SENIOR Staff Writer
DURANT - The county is ringing in $7,000 per month from a 911 cell phone fee that will be used to lease equipment to track emergency calls placed from cellular telephones.
Bryan County voters narrowly approved a 50-cent cell phone fee in December to dial up funding for the program.
Presently, when a 911 call comes in on a cell phone, the location of the call is not revealed and the dispatcher has to rely on information given by the caller who may be lost or disabled.
The Southern Oklahoma Development Association (SODA) began collecting the money in February.
SODA Executive Director Wes Bowman said $50,780.20 has been collected so far. Letters were sent to 13 wireless companies licensed to operate in Bryan County, and of these, six have responded meaning they presently have customers in the county.
“It looks like we are going to be collecting about $7,000 per month,” Bowman said. “For August, we are right at $7,000, and I think that's about what it will be per month.”
According to Bowman, two cell phone companies account for 80-90 percent of the collections. By state statute, SODA collects the money which later will be put in a special account for the program.
The Bryan County Communications Center is housed and operated in the Durant Police Department. The entity has contracts with all county towns to provide 911 service and police and emergency dispatching. A county 911 board oversees operations.
Durant Police Chief Gary Rudick said the equipment that is needed is leased from the telephone company with an initial downpayment and then a monthly lease agreement.
The more that is paid up front, the less the monthly fee. According to non-binding figures provided to the county by AT&T, if a one-time payment of $111,499.36 is made, then monthly payments will be $428.16. For a one-time payment of $89,132.14, monthly payments are set at $992.85.
A third option would require a payment of $66,764.89 and $1,690.68 monthly payments.

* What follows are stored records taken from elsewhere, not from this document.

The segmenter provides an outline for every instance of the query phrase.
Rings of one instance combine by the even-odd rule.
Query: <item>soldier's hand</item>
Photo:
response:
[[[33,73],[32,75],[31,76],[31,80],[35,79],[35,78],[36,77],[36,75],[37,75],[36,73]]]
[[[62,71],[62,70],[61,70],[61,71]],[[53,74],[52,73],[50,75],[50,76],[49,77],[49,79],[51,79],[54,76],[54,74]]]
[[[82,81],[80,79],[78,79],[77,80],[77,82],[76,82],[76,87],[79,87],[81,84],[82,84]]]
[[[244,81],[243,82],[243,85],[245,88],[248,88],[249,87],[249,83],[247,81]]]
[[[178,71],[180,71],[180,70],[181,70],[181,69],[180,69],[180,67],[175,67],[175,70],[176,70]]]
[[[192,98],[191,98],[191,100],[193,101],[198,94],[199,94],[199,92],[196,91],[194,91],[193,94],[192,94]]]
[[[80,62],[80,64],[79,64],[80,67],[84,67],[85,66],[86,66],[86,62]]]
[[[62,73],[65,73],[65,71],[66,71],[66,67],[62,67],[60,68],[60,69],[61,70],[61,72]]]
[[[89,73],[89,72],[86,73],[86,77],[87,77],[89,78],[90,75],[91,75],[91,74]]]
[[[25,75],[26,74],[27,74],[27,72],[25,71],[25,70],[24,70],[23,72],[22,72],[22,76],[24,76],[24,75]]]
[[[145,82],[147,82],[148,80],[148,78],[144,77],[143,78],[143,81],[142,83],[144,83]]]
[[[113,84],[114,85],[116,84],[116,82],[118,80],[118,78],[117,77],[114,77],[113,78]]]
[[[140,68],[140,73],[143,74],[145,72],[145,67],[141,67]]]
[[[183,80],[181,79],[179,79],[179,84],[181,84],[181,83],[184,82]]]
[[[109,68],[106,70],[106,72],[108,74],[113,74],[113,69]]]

The 911 board will have to make a decision on what plan to accept.
“Before we can get to that point, we have to accumulate enough money to make a decision,” Rudick said.
Oklahoma is lagging behind in the ability of emergency dispatchers to trace 911 calls made with cell phones but work is continuing to update the Bryan County Communications Center.
The Associated Press recently cited a federal report released earlier this summer that shows Oklahoma ranks 49th among the states in the availability of enhanced 911 service that can pinpoint a cell phone caller's location.
“We need it because cell phones are accounting for a large majority of calls that come into the communications center,” said Joe Barrett, 911 co-chair.
It had been hoped that the fee would raise at least as much revenue as the 911 fee for landlines that brings in about $5,000 per month, a figure that is decreasing because many people now only have cell phones, according to Barrett.
“It looks like we have surpassed that, and that's good news because we will be able to do this faster than we anticipated,” Barrett said.
Rudick estimated it will be at least a year before the system is operational so the account can accumulate more money for a downpayment.
“My point is we should pay as much down as we can to make the monthly costs as low as possible,” he said.
Once the system is in place, the funds can then go toward operating costs. Officials hope to add a third dispatcher.